A auditoria operacional, além desses, pretende:

• analisar o planejamento, a organização e os sistemas internos de controle administrativo;

• avaliar a eficiência e a economicidade com que são utilizados os recursos humanos, materiais e financeiros;

• avaliar o resultado das operações realizadas em relação aos objetivos pretendidos.

Assim, enquanto a auditoria financeira limita a sua abrangência à área contábil-financeira, a auditoria operacional estende-se por toda a organização. Enquanto a primeira objetiva, principalmente, verificar, a segunda pretende, também, avaliar.

Por outro lado, deve ficar claro que a auditoria operacional não é, e nem poderia ser, a sucedânea da auditoria financeira, e sim a sua complementação. Na verdade, a auditoria operacional é, de fato, uma etapa posterior à auditoria financeira, de tal forma que, atualmente, as auditorias de amplo escopo, abrangendo em uma única ação a auditoria tradicional e a operacional, têm sido denominadas de Auditoria Integrada.

 

III.2  O Processo da Auditoria Operacional

Os procedimentos adotados em uma auditoria operacional guardam grande semelhança com os praticados nas auditorias tradicionais. Dois aspectos, no entanto, devem ser destacados dada a sua importância dentro da auditoria operacional. O planejamento (ou preparação) e o relatório, uma vez que o trabalho de campo, propriamente dito, pouco difere nos dois casos, e as regras e condutas são aplicáveis a ambas.

O primeiro aspecto leva em conta que os resultados de uma auditoria estão diretamente relacionados com a sua preparação. Quanto mais bem planejada, melhores serão seus resultados. A auditoria operacional não é diferente. Ao contrário, o planejamento de uma auditoria operacional é fundamental para a obtenção de resultados significativos. Numa boa ou má preparação reside o seu êxito ou o seu insucesso.

É, portanto, na fase do planejamento que se deve obter uma visão geral da entidade a ser auditada; conhecer seus objetivos e propósitos, buscar informações relevantes em relação aos aspectos (ou setores) a serem visitados, bem como definir os dados que servirão de paradigma para as avaliações. É nessa fase, também, que devem ser determinados os critérios que serão empregados quando da execução do trabalho de campo, levando-se em conta eventuais evidências anteriormente detectadas, definindo-se a abrangência e a profundidade das análises e a dimensão e qualidade das verificações, bem como deve-se estabelecer, ainda, os parâmetros e o escopo dos resultados pretendidos. É, pois, fundamental uma boa preparação para o êxito de uma auditoria operacional, pois conforme nos lembra John Cook, “Quando devidamente planejados, os procedimentos de auditoria possibilitam ao auditor inspecionar a evidência que maior grau de relevância apresenta para o parecer.” (Cook e Winkle, 1981, p. 30).
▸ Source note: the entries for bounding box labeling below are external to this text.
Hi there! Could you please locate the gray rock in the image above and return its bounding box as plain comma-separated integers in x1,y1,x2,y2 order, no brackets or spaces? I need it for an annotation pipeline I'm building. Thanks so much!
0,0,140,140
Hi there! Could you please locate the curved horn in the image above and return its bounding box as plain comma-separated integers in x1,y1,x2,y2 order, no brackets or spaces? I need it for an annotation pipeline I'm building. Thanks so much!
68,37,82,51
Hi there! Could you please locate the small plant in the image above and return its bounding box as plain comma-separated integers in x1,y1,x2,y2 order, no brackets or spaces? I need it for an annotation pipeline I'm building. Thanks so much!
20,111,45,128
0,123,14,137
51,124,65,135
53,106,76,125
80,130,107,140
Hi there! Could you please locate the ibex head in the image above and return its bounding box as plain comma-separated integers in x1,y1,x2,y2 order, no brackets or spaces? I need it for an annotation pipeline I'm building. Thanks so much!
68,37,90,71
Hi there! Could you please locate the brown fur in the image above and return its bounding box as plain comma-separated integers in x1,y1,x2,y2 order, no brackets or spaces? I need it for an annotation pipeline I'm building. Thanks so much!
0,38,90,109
Quanto à elaboração do relatório, cabe destacar, preliminarmente, o que D. L. Scantlebury, em seu artigo denominado “A Estrutura de um Relatório de Auditoria Operacional”, recorda:

 

“Assim como cada edifício, sem interessar quão diferente seja dos outros, tem características básicas, tais como: teto, paredes, piso e outras, cada relatório de auditoria operacional tem certos elementos estruturais comuns que podem ser considerados como os elementos primários, à base dos quais é possível desenvolver completamente um relatório de auditoria.” (in ILACIF, 1981, p. 101).

 

O que diferencia, no entanto, um relatório de auditoria operacional dos outros, são as características da suas conclusões. Embora estruturalmente semelhantes, as conclusões inferidas de uma auditoria operacional apresentam um grau de complexidade muito maior, pois deixam o campo específico das Ciências Contábeis para enveredar pela Economia, pela Administração, pelas Engenharias, etc. Tornando-se, dessa forma, multidisciplinar.
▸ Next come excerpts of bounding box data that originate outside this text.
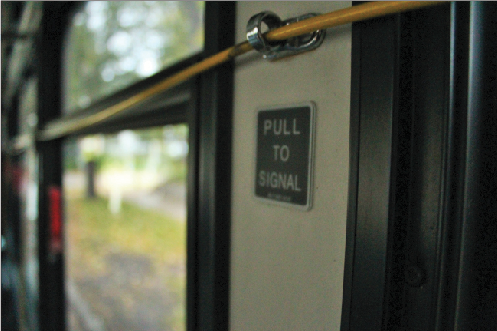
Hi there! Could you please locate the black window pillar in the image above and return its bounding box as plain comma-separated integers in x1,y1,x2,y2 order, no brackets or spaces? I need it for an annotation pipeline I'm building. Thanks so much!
197,2,235,331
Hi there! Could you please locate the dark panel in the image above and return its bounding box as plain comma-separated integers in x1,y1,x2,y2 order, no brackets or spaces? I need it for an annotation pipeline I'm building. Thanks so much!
197,2,235,331
340,14,363,331
349,17,396,330
405,5,450,330
435,2,469,330
455,2,497,330
37,2,76,331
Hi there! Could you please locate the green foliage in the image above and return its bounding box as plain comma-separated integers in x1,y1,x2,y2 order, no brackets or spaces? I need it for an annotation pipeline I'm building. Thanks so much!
65,1,204,111
68,198,186,263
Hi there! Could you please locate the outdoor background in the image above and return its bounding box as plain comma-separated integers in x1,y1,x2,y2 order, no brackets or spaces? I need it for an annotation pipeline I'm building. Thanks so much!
63,1,204,331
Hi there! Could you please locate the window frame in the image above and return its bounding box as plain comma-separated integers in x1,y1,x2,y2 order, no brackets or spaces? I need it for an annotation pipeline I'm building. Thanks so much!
37,2,235,331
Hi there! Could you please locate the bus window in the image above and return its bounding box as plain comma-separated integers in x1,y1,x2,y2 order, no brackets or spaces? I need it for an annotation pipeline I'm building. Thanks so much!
64,125,188,331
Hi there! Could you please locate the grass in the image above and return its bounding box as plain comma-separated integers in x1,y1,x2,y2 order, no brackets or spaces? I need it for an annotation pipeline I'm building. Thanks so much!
67,198,186,264
66,198,186,330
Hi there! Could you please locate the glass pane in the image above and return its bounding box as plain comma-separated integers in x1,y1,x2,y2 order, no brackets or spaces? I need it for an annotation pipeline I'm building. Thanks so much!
64,1,204,113
64,125,188,331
Essa abrangência requer do auditor, em contrapartida, uma maior disciplina e um maior rigor na elaboração do seu relatório, principalmente em se tratando de entidades governamentais, onde poderão estar em jogo, muitas vezes, decisões sobre extinções, transferências, privatizações, alterações jurídicas e outras tantas, sendo, portanto, fundamental que ao apresentar suas conclusões e recomendações, estas sejam expostas clara e objetivamente e sempre embasadas em estudos e opiniões técnicas, pois como bem salienta Márcio Villas:

 

“Muitas vezes, já temos convicções técnicas, políticas e ideológicas que não são, por si só, universalmente aceitas como verdades absolutas. Por essa razão, nas suas conclusões a respeito da auditoria operacional realizada e, conseqüentemente, na elaboração do correspondente relatório o auditor não deve, nem tem direito de se deixar influenciar por essas convicções.” (Villas, 1989, p. 19).

 

Como se pode ver, embora semelhantes, a realização de uma auditoria operacional requer cuidados adicionais em relação à tradicional, pois sua elaboração envolve conhecimentos multidisciplinares e clareza de objetivos. Exige, ademais, disciplina e pertinácia do auditor, que não pode permitir que preconceitos e opiniões afetem a imparcialidade e a impessoalidade necessárias à interpretação dos dados e informações recolhidas, as quais, por fim, devem ser registradas de forma clara e objetiva.

 

IV.    A AUDITORIA OPERACIONAL E AS EMPRESAS ESTATAIS

As empresas estatais constituem-se em importante segmento dentre as entidades governamentais e estão, permanentemente, sendo objeto de discussões e análises, quer por parte do Poder Público, quer por parte da sociedade em geral.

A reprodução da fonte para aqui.